Should explain union between 3+ queries be flattened? #4856

edongashi · 2020-12-16T07:22:27Z

explain select value from integers union select value from integers union select value from integers

query plan
----------
query (standard)
  --> union (standard)
    --> union (standard)
      --> integers (standard)
        --> integers (non-personal table)
    --> union (standard)
      --> integers (standard)
        --> integers (non-personal table)
  --> union (standard)
    --> integers (standard)

Should all unions be at the same level like joins are?

explain select count(*)
from integers i1
inner join integers i2 on i1.user_id = i2.user_id
inner join integers i3 on i1.user_id = i3.user_id

query plan
----------
query (standard)
  --> i1 (standard)
    --> integers (non-personal table)
  --> i2 (standard)
    --> integers (non-personal table)
  --> i3 (standard)
    --> integers (non-personal table)

The text was updated successfully, but these errors were encountered:

cristianberneanu · 2020-12-16T08:41:34Z

I'm not even sure joins should be on the same level.
The order of the operations might matter in some cases.
How is Postgres doing it?

edongashi · 2020-12-16T09:33:43Z

With empty dummy tables:

explain select count(*) from t1 inner join t2 on t1.id=t2.id inner join t3 on t1.id=t3.id;

                                  QUERY PLAN                                  
------------------------------------------------------------------------------
 Aggregate  (cost=190.03..190.04 rows=1 width=8)
   ->  Hash Join  (cost=134.75..183.66 rows=2550 width=0)
         Hash Cond: (t1.id = t3.id)
         ->  Hash Join  (cost=67.38..109.58 rows=2550 width=8)
               Hash Cond: (t1.id = t2.id)
               ->  Seq Scan on t1  (cost=0.00..35.50 rows=2550 width=4)
               ->  Hash  (cost=35.50..35.50 rows=2550 width=4)
                     ->  Seq Scan on t2  (cost=0.00..35.50 rows=2550 width=4)
         ->  Hash  (cost=35.50..35.50 rows=2550 width=4)

With a more real database:

explain select * 
from sales.Store
inner join sales.Customer on sales.Store.BusinessEntityID = sales.Customer.StoreID
inner join sales.SalesOrderHeader on sales.Customer.CustomerID = sales.SalesOrderHeader.CustomerID
inner join sales.SalesOrderDetail on sales.SalesOrderHeader.SalesOrderID = sales.SalesOrderDetail.SalesOrderID;

                                                                       QUERY PLAN                                                                        
---------------------------------------------------------------------------------------------------------------------------------------------------------
 Hash Join  (cost=673.43..11086.32 rows=121317 width=1010)
   Hash Cond: (customer.storeid = store.businessentityid)
   ->  Hash Join  (cost=612.65..10706.95 rows=121317 width=535)
         Hash Cond: (salesorderheader.customerid = customer.customerid)
         ->  Merge Join  (cost=0.70..9776.48 rows=121317 width=495)
               Merge Cond: (salesorderheader.salesorderid = salesorderdetail.salesorderid)
               ->  Index Scan using "PK_SalesOrderHeader_SalesOrderID" on salesorderheader  (cost=0.29..1549.26 rows=31465 width=431)
               ->  Index Scan using "PK_SalesOrderDetail_SalesOrderID_SalesOrderDetailID" on salesorderdetail  (cost=0.42..6632.30 rows=121317 width=64)
         ->  Hash  (cost=364.20..364.20 rows=19820 width=40)
               ->  Seq Scan on customer  (cost=0.00..364.20 rows=19820 width=40)
   ->  Hash  (cost=52.01..52.01 rows=701 width=475)
         ->  Seq Scan on store  (cost=0.00..52.01 rows=701 width=475)
(12 rows)

Worthy of note that join order matters in DBs.
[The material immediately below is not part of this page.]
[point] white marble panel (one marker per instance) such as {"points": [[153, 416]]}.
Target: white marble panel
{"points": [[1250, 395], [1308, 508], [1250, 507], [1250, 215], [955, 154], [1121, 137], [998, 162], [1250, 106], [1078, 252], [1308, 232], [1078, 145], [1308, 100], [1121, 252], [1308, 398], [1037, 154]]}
Postgres uses heuristics (GEQO) to determine a good join order. When there's a low number of paths it does an exhaustive search to find the optimal solution.

cristianberneanu · 2020-12-17T13:47:33Z

I gave this more thought and I think the joins display is the problematic part. Besides the fact that the join tree is collapsed, the information about which joins are emulated is not shown either. Not convinced it is worth fixing though.

edongashi · 2020-12-17T14:56:13Z

For postgres UNION returns a flat plan. The union/append operator is monoidal, meaning it's associative.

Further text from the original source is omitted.